Of course, that decision turned out to be one of the worst decisions I've ever made. A semester in it and I found myself just wanting to stop existing altogether. Putting up with all the bullshit, trying to convince myself that I'm doing the right thing, wanting to tear my eyes out as I force myself to study things I don't even care about. Yeah, it didn't take long for me to break down. Did I regret the decision? Not at all. The lesson has to be learned. And quite frankly, there are so many people and experiences I wouldn't have met or experienced if not for that decision. But did it suck? Well hell yeah, it sure did.
So when my brother decided to take up Engineering, it was truly a breath of fresh air. I felt truly relieved that for once, the attention of people wouldn't be on me. Sure, some of my stupid relatives still continue to blab that as the eldest I should've done this or that, but frankly why should I care? Now that they were doting on my brother instead, I could finally live the life that I want. Besides, my brother had to put up with living in my shadow for so long, with me being the eldest, the supposedly more intelligent, the supposedly more promising. Kinda sucked to be him, right? And I was honestly very happy when things took a turn and he started getting more of the attention that was usually reserved for me. I felt good for him that people start recognizing his own talents and taking him for what he is, not just as the kid who is 'my brother'.
He graduated, got top honors, topped the licensure exam, got job offers left and right. It was great. Even more so because this is the life that he wants. Unlike me who was bullied into studying some bullshit course, he really wanted to do this. And seeing him having so much success makes me truly and sincerely happy for him.

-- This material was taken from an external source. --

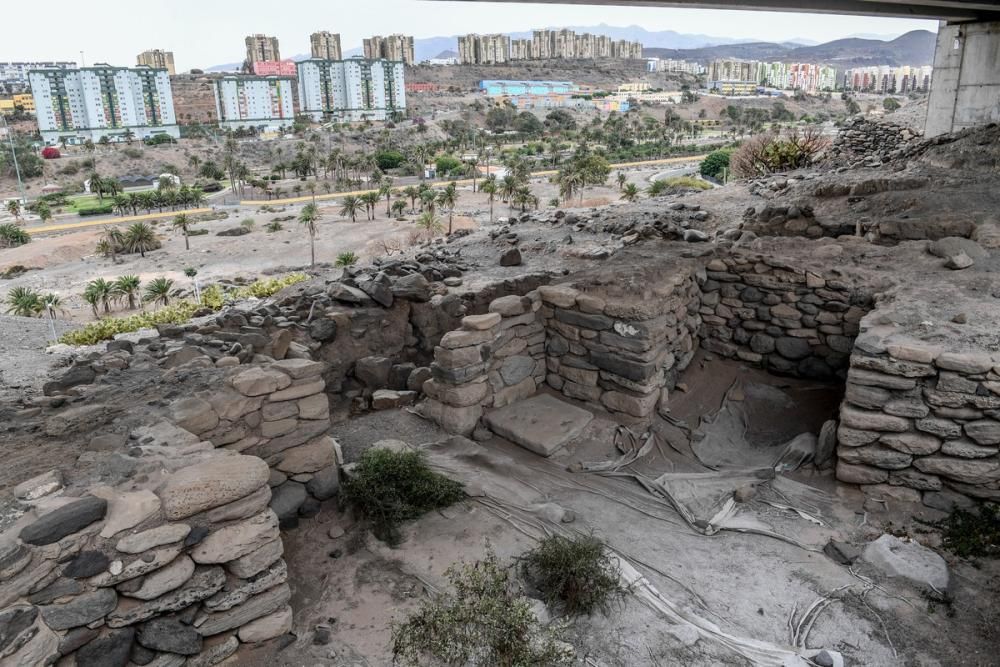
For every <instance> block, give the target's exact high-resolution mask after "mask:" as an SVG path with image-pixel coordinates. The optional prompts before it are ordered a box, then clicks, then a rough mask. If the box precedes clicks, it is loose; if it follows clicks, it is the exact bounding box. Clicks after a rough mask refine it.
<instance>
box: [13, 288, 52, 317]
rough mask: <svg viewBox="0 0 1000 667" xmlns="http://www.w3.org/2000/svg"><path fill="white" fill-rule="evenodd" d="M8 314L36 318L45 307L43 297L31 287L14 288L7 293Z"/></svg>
mask: <svg viewBox="0 0 1000 667" xmlns="http://www.w3.org/2000/svg"><path fill="white" fill-rule="evenodd" d="M5 301H6V303H7V311H6V312H7V314H8V315H17V316H19V317H35V316H36V315H38V314H39V313H40V312H41V311H42V309H44V308H45V305H44V304H43V302H42V295H41V294H39V293H38V292H36V291H35V290H33V289H31V288H30V287H14V288H12V289H11V290H10V291H9V292H8V293H7V298H6V299H5Z"/></svg>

I honestly don't know why he decided to resign. Like I said, he's a workaholic and him resigning just seem to be out of character. But then, I really haven't had the chance to ask him why he decided to do so and him not talking about it is something that I respect. He can tell me whenever he wants or he can even choose not to tell me. No big deal. But damn, the mystery is killing me, haha!
But with the situation as it is, I am now feeling once more that annoying spotlight that I have had the pleasure of not encountering for the past few years. With him being unemployed, it feels like my way of life is being put on the spotlight again, that because I am the big brother, I need to pick up the slack while my brother is in between jobs.
Bummer.
Tuesday, February 16, 2010
Subscribe to:
Post Comments (Atom)


2 comments:
Maybe he got burned out in his job? I have that sometimes, wanting to just drop everything and breathe. Siguro kailangan lang n'yang magpahinga.
As for you, my friend, I think that 'tradition' is BS. Take it easy. We're more or less in the same situation. My brother's graduating in the next couple of months and is preparing for the engineering board exams.
Luckily my parents and relatives aren't so keen on what I do. They know I'm earning money with this rather unconventional employment setup and that's fine by them. Though sometimes I have that nagging feeling too that maybe they wish I could've done better.
Oh, but what the heck. We're natural born radicals, aren't we? :)
Yeah, I guess that could be the reason. Working graveyard shifts is hell. But whatever the reason was, I guess I'm just kinda bummed that I have to share some of the food for a while.
But it sure is glad to know that another eldest kid share the same feelings. High five!
And best of luck to your brother as well. Viel glück!